YARGITAY 2.HUKUK DAİRESİ

Esas Numarası: 2017/245

Karar Numarası: 2018/12822

Karar Tarihi: 12.11.2018

Özeti: Boşanan eş yararına yoksulluk nafakasına hükmedebilmek için, nafaka talep eden eşin usulünce ekonomik ve sosyal durumu araştırılarak; sürekli ve düzenli çalışıp çalışmadığı, çalışıyor ise elde ettiği gelirin miktarı itibari ile kendisini yoksulluktan kurtarıp kurtarmayacağı araştırılarak kadının yoksulluk nafakası talebi hakkında karar verilmesi gerekmektedir.

Taraflar arasındaki davanın yapılan muhakemesi sonunda mahalli mahkemece verilen, yukarıda tarihi ve numarası gösterilen hüküm davalı erkek tarafından, boşanma ve ziynet alacağı davaları yönünden temyiz edilmekle, evrak okunup gereği görüşülüp düşünüldü:

1-Dosyadaki yazılara, kararın dayandığı delillerle kanuna uygun sebeplere ve özellikle delillerin takdirinde bir yanlışlık görülmemesine göre, davalı erkeğin aşağıdaki bentlerin kapsamı dışında kalan temyiz itirazları yersizdir.

2-Boşanan eş yararına yoksulluk nafakasına hükmedebilmek için, nafaka talep eden eşin boşanma yüzünden yoksulluğu düşecek olması gerekir. (TMK m. 175) Mahkemece davacı kadının boşanmakla yoksulluğa düşeceği gerekçesiyle kadın yararına yoksulluk nafakasına hükmedilmiş ise de; kolluk araştırma tutanağında ev hanımı olduğu düzenli bir geliri ve mal varlığı bulunmadığı bildirilen davacı kadının dosya kapsamında dinlenen tanığı kadının çalıştığını beyan etmiştir.
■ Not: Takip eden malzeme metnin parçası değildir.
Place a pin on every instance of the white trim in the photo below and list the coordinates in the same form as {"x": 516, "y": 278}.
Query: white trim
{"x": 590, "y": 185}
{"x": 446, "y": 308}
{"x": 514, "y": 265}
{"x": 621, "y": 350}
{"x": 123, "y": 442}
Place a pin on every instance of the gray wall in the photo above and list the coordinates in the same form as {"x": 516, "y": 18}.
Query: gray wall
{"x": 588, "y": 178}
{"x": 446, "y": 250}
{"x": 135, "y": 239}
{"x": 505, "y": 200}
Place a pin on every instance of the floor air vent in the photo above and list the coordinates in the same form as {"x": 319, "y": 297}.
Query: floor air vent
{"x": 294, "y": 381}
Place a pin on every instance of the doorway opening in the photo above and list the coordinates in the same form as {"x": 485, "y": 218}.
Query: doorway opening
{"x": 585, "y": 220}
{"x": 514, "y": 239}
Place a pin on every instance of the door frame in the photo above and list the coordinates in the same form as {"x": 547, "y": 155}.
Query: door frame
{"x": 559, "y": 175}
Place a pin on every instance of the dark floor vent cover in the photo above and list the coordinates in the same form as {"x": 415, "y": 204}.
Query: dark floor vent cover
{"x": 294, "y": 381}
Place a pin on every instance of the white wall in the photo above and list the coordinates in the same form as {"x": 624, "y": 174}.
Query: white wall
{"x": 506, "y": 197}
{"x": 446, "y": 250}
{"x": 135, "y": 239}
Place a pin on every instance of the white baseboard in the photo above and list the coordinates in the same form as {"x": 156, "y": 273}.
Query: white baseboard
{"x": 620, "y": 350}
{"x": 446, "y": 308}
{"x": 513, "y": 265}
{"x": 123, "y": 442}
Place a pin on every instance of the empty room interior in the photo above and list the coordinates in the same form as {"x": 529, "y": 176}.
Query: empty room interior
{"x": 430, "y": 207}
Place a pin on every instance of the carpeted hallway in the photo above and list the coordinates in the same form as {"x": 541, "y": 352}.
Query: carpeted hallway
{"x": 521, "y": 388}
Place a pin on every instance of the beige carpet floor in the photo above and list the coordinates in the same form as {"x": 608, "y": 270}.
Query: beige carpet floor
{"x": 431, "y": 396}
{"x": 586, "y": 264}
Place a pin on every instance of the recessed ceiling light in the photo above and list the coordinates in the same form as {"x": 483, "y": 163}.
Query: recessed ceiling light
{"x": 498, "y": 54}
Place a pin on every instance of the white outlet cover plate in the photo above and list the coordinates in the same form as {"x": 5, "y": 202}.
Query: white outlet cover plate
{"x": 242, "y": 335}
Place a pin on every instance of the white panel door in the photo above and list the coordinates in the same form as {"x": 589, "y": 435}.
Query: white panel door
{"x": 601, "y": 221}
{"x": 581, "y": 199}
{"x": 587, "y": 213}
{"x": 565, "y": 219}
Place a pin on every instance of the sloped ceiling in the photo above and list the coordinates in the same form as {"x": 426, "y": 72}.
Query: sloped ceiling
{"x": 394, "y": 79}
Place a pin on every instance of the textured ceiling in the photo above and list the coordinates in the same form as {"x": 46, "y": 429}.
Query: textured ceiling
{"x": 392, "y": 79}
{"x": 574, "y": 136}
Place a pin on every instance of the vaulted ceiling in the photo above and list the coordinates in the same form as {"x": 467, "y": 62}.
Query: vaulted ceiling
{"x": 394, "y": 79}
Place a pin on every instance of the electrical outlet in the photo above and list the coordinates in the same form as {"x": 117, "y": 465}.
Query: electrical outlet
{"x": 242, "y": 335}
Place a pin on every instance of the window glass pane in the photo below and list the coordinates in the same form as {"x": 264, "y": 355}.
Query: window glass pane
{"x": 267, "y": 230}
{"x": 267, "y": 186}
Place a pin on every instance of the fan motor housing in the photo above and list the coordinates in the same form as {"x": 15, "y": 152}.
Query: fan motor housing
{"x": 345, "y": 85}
Ne var ki, mahkemece bu konuda bir araştırma yapılmamıştır. Bu sebeple, davacı kadının usulünce ekonomik ve sosyal durumu araştırılarak; sürekli ve düzenli çalışıp çalışmadığı, çalışıyor ise elde ettiği gelirin miktarı itibari ile kendisini yoksulluktan kurtarıp kurtarmayacağı araştırılarak kadının yoksulluk nafakası talebi hakkında karar verilmesi gerekirken, yoksulluk nafakası yönünden eksik incelemeyle yazılı şekilde karar verilmesi usul ve yasaya aykırı olup, bozmayı gerektirmiştir.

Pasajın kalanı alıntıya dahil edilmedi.